# FS: Cheap frags (zoas, mushrooms, monti, frogspawn, hammer....) $5-$10



## JTang (Apr 21, 2010)

Zoas:

Orange
4-5 polyps -$5 (3 available)
9 polyps -$10 (1 only) Sold

Green center w brown rim
5 polyps -$5 (1 only)









Green center w light green rim
7 polyps -$10 (1 only) Sold!









Mushrooms:
Green w stripes
$5 (1 only) Sold!









Violet (not the common purple) *See Picture Below....
$7 (2 available)

Green monti (2''x1.5'')
$10 (Sold!)









Green Birdsnest
$5 (2 available) Sold!
Picture of mother colony









Brown sinularia (2")
$5 (1 only) Sold
Picture of mother colony









Green candycane
2-3 heads $5 (2 frags)
7 heads $12 (1 only) Sold










Green hammer
2 heads (1 frag) Sold!
3 heads (1 frag) Sold!

1 head - $6 
3 heads (1 large + 2 small heads) - $12
Picture of mother colony









Green frogspawn
$15
2 heads (2 available) Sold!
Looks exactly like this piece.









Pick up in Port Coq. First come first serve (Unless I know you...)


----------



## scott tang (Jan 29, 2012)

is delivery part of the deel  
?????


----------



## JTang (Apr 21, 2010)

scott tang said:


> is delivery part of the deel
> ?????


Depends on where you are n how many you are getting? You know im not gonna spend $5 gas and 30 mins for a $10, $15 deal, right?


----------



## scott tang (Jan 29, 2012)

yes of course
im in burnaby
i would be spending 25 $ or 30 
are there any pest in you tank


----------



## JTang (Apr 21, 2010)

scott tang said:


> yes of course
> im in burnaby
> i would be spending 25 $ or 30
> are there any pest in you tank


No pest. You are welcome to come n check it out yourself. PM me the list n i will check if they are still available.


----------



## chiual (Mar 15, 2011)

Hi
Very interested in green monti. Please check PM.


----------



## JTang (Apr 21, 2010)

I will be meeting someone at JL this Sat at 2pm. Send me a PM if you are interested in something n I will bring it with me.


----------



## msjboy (May 2, 2011)

How big is a frag of the bird nest.Dont suppose you are going to king ed on saturday as well?
Thanx
Msjboy


----------



## JTang (Apr 21, 2010)

Green rim zoa is pending pickup.


----------



## JTang (Apr 21, 2010)

msjboy said:


> How big is a frag of the bird nest.Dont suppose you are going to king ed on saturday as well?
> Thanx
> Msjboy


They are 1''-1.5'' tall. No, dont think i will be heading to KE.


----------



## JTang (Apr 21, 2010)

Green monti is gone.


----------



## JTang (Apr 21, 2010)

Green center w light green rim - Gone!


----------



## Claudia (Apr 21, 2010)

JTang said:


> Green center w light green rim - Gone!


Aw thats too bad  lol It was nice meeting your wife and nice chat too lol


----------



## JTang (Apr 21, 2010)

Claudia said:


> Aw thats too bad  lol It was nice meeting your wife and nice chat too lol


Thats so rude... someone pm'd me about that piece last nit! 

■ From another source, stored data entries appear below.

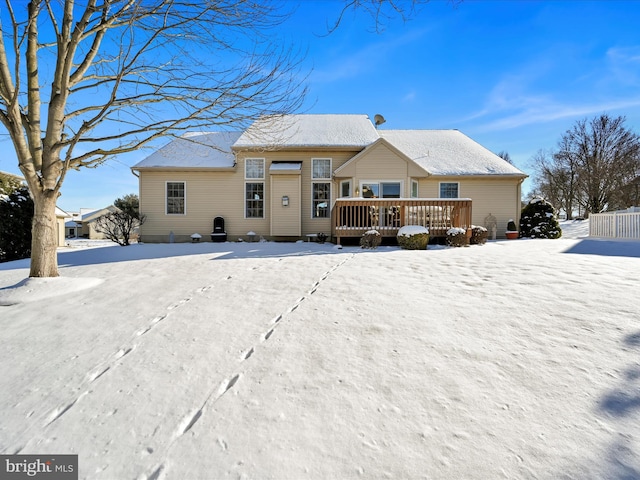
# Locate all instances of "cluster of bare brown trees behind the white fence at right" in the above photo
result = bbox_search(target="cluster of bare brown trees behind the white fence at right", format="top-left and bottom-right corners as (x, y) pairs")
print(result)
(533, 114), (640, 219)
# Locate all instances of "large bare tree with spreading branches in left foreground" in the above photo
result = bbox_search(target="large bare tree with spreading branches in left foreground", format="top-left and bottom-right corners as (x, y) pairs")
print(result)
(0, 0), (305, 277)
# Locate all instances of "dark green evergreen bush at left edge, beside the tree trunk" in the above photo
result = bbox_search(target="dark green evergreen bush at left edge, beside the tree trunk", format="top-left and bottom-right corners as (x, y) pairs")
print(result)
(0, 187), (33, 262)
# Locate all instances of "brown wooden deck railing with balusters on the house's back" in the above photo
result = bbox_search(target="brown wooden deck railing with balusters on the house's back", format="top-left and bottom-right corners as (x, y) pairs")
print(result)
(332, 198), (471, 244)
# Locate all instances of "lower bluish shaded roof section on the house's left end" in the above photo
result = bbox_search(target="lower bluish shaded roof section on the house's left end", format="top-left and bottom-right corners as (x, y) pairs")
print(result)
(131, 132), (241, 170)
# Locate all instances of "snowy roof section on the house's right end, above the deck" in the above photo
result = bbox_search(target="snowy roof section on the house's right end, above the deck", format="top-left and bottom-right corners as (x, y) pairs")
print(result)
(379, 130), (527, 177)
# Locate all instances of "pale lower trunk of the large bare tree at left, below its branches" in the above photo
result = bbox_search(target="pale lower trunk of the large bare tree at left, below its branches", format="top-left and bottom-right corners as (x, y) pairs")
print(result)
(29, 191), (58, 277)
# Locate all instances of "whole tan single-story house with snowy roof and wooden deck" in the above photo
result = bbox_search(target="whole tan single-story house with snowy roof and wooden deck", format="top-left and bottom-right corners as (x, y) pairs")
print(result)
(132, 115), (527, 242)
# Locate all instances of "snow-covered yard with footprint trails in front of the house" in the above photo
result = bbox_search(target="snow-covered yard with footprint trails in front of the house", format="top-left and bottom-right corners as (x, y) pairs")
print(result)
(0, 222), (640, 480)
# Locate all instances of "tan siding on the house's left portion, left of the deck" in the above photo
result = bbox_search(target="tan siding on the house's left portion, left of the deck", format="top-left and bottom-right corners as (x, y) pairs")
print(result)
(139, 150), (358, 242)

Yeah you shld visit more often!


----------



## JTang (Apr 21, 2010)

Frogspawn n 1 frag (3 heads) of hammer are spoken for.


----------



## JTang (Apr 21, 2010)

Will be meeting someone at Metro tomorrow 4pm-6pm if anyone else wants to meet there as well. Let me know by 2pm tomorrow.


----------



## JTang (Apr 21, 2010)

Both hammer n frogspawn are now gone.


----------



## JTang (Apr 21, 2010)

Still have the above available...

Frag down the candycane into 3pcs to make it more affordable! 2x $5 frags (2, 3 heads). Large frag (7 heads) $12


----------



## JTang (Apr 21, 2010)

5 Frags pending for Sunday. See 1st post for updates + 1 Frag of 2 heads Frogspawn (Not shown in pic).


----------



## JTang (Apr 21, 2010)

JTang said:


> 5 Frags pending for Sunday. See 1st post for updates + 1 Frag of 2 heads Frogspawn (Not shown in pic).

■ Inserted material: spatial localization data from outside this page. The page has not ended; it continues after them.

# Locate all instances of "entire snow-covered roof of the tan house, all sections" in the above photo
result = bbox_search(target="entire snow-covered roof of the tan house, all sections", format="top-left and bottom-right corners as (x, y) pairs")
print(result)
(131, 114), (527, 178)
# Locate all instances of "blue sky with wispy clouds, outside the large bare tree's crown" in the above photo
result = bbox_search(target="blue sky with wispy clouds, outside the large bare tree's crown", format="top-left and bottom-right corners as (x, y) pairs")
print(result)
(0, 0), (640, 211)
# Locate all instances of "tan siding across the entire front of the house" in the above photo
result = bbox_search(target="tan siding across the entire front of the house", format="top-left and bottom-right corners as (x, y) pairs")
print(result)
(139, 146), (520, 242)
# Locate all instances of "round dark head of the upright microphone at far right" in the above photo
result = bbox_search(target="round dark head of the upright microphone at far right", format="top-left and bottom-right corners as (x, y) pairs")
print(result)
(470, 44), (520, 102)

Sold 5 more. Updated 1st post. Picture of frogspawn is up. This one is nice n green!

$15


----------



## JTang (Apr 21, 2010)

Bump! Still have a frag of Frogspawn, orange, green zoas, green candycane, violet mushroom...


----------



## JTang (Apr 21, 2010)

Added 2 hammer frags:

1 head - $6
3 heads (1 large + 2 small heads) - $12


----------



## JTang (Apr 21, 2010)

Bump............


----------



## JTang (Apr 21, 2010)

Added a large frag of orange monti - $10


----------



## JTang (Apr 21, 2010)

Bump.,..................


----------



## JTang (Apr 21, 2010)

New Avatar & Signature BUMP!


----------



## JTang (Apr 21, 2010)

Only several pieces left....

Pink tipped, green hammer (1 head) -$6
Pink tipped, green frogspawn (2-3 heads) -$5/head
Green candycane (6 heads) -$10
Orange zoas (5-6 polyps) -$5
Orange monti (3"x3") -$15


----------



## JTang (Apr 21, 2010)

Frogspawn - Sold!


----------



## livai (Nov 28, 2011)

Really really nice frogspawn frags. Love it in my tank.

Thanks


----------



## JTang (Apr 21, 2010)

Yeah and he is big n tough.... my monti n birdsnest are scared of him! Lol


----------



## JTang (Apr 21, 2010)

Only 2 things left....

Green candycane (5 heads) -$10
Orange monti frag - $10


----------